Porque todos los comienzos son difíciles, porque la más fructífera de las empresas humanas tuvo el más duro de los sacrificios, y por que ésta no es una excepción.
Ni alta mar, ni en lejanos montes, ni en una dimensión paralela, ni en alguna perdida coordenada del espacio exterior, nisiquiera en casa de su madre sino en un montón de mierda (figurada) se encontraba nuestro protagonista, mierda para todos los criterios, a toda suerte de tamaños formas colores y sabores. Es el resultado de un violento encontronazo con uno mismo y su cruda, que no necesariamente mala realidad, en alguna web propagandística he leido que las drogas es mejor que las genere el mismo cerebro... debió decir un abstemio, pues estos bajones no se los desea uno a nadie.
Todo empezó cuando... no. No porque es demasiado largo, inconexo y personal como para que merezca la pena, en cualquier caso empezó. Cuando se sale escaldado pero a fin de cuentas vivo de una derrota tan aparatosa y lamentable, lo mejor es pensar en el mañana, y para alguien como Adrenochrome, que por pocas que sean, muy leales voluntades están sujetas a su jerarquía, no tiene otra opción que planear, tras la huida el realineamiento, pues ninguna derrota es suficiente si el espíritu permanece intacto.

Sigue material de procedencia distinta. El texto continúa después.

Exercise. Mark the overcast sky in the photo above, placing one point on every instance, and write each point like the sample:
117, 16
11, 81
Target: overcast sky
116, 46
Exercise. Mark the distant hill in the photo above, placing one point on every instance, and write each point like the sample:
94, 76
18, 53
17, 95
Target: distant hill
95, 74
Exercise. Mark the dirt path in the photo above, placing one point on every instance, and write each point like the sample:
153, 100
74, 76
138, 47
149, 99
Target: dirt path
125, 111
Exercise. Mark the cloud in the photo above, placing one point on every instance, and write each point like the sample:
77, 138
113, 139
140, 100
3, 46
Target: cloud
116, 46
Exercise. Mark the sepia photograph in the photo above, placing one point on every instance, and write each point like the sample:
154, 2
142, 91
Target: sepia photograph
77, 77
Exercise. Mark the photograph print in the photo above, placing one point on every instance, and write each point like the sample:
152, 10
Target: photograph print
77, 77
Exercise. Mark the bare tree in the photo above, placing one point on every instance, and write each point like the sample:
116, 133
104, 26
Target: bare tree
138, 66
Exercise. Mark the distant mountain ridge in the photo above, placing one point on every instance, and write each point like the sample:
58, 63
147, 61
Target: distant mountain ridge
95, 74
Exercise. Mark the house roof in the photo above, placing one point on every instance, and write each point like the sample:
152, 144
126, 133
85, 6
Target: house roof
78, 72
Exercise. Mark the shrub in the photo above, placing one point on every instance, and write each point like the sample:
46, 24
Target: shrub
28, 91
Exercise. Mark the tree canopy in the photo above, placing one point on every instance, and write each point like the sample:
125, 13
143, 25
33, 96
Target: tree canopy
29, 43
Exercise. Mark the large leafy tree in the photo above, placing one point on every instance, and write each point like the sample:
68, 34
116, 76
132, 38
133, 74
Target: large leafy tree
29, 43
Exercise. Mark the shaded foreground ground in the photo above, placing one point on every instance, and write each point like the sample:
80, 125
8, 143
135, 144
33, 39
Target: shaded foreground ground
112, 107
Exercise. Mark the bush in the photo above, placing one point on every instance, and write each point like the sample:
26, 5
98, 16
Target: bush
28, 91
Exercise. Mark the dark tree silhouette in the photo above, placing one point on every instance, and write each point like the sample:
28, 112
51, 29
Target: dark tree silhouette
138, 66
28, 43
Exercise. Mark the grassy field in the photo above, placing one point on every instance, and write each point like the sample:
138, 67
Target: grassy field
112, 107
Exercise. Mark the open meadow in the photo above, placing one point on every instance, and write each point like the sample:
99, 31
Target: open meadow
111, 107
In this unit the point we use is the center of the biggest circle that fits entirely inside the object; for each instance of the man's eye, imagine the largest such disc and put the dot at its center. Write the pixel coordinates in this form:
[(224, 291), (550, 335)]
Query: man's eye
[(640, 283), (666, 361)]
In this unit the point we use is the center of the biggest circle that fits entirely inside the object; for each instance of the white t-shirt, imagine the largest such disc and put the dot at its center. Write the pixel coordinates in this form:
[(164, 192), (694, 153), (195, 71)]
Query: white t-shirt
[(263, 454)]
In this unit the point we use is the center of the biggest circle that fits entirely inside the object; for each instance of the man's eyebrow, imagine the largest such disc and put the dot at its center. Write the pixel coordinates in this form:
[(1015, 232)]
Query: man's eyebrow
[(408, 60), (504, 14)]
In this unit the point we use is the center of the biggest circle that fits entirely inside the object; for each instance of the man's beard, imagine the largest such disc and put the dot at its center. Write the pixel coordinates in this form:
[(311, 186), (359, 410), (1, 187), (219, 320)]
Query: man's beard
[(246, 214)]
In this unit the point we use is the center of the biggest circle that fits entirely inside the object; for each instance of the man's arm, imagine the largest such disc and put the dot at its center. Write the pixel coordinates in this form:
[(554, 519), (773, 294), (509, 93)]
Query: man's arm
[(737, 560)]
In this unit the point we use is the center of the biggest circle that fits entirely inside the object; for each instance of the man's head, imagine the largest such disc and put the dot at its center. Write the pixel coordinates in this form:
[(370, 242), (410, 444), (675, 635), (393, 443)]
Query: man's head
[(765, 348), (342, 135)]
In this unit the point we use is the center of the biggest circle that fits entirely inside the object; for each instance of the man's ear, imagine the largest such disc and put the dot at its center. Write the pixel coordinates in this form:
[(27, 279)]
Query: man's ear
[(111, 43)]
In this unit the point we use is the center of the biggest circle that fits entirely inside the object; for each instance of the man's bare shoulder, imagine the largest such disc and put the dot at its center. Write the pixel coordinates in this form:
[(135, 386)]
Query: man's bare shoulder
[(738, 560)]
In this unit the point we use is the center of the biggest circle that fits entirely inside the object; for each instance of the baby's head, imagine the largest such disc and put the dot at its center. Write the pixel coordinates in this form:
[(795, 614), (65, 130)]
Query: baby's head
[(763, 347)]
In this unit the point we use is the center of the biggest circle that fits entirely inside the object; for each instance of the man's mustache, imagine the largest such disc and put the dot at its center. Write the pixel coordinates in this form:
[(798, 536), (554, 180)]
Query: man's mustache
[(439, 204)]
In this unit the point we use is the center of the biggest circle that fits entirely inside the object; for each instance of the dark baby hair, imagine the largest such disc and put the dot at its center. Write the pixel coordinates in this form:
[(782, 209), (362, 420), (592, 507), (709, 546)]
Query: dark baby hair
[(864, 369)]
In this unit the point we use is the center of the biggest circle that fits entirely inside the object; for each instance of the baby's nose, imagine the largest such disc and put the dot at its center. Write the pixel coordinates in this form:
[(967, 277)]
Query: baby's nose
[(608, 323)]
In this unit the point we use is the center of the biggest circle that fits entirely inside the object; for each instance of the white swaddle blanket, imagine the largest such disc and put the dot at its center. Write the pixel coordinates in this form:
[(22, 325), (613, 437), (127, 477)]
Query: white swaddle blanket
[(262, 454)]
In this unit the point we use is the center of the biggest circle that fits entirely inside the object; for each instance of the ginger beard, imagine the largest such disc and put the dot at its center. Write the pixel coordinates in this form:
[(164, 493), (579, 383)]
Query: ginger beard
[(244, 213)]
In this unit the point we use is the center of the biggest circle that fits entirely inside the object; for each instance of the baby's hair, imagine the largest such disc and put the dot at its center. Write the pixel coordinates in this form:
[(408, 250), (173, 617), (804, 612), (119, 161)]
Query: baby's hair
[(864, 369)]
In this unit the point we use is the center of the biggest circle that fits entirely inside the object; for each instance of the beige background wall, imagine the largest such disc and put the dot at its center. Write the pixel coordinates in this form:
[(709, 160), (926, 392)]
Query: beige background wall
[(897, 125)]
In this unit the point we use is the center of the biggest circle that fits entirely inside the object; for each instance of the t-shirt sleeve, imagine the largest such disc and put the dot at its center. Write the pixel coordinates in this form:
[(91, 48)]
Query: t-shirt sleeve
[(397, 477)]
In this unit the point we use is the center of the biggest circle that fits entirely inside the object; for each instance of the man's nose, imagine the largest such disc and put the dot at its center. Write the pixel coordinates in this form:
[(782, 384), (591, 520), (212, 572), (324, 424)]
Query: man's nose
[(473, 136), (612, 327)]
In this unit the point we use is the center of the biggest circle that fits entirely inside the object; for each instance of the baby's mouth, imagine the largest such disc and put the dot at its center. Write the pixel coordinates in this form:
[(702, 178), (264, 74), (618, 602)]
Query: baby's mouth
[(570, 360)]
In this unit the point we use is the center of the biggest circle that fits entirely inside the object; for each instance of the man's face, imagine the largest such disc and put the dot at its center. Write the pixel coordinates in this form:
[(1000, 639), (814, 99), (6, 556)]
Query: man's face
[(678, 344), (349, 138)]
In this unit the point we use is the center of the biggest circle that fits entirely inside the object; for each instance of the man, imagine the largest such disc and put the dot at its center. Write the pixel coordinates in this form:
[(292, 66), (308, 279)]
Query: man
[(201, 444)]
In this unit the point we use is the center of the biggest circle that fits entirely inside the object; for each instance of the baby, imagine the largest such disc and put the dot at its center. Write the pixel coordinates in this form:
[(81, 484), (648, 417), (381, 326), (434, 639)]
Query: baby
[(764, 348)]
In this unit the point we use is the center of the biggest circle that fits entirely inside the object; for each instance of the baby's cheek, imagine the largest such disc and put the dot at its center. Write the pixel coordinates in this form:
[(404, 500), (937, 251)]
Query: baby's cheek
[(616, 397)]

El enemigo, residual, que no por ello menos poderoso, no eran otros que los fantasmas de la ilusión. Cuando tus propias ambiciones y buenaventuranzas se tornan en desafortunados fracasos, inconvenientes, reproches... . La Sagrada ArchiCofradía, desde su inexpugnable fortaleza de cristal y aerogel en la más azulada de las regiones de Sol Terrae, empezaba a dar sus primeros destellos delatando su existencia en el subconsciente de Adrenochrome, pues de la gran conflagración de la que acababa de escapar no sin sacrificios no iba a ser otra cosa que el principio del Nuevo Origen, y su Mensaje proclamador empieza con éstas gestas. El primer obstáculo, el primer enemigo, los fantasmas de la ilusión.
Con un sentido nato y no meditado de la supervivencia, Adrenochrome Kommander no tenía otra meta a corto plazo que la de subsistir y a tal efecto no se demoró en combatir y canalizar todos sus esfuerzos en su único contrincante actual, como si supiera o sospechara que en el futuro tendría más de un General aguardándole. Por éste entonces la Providencia le deparó un insospechado encuentro con quienes serían sus aliados almenos por ésta vez...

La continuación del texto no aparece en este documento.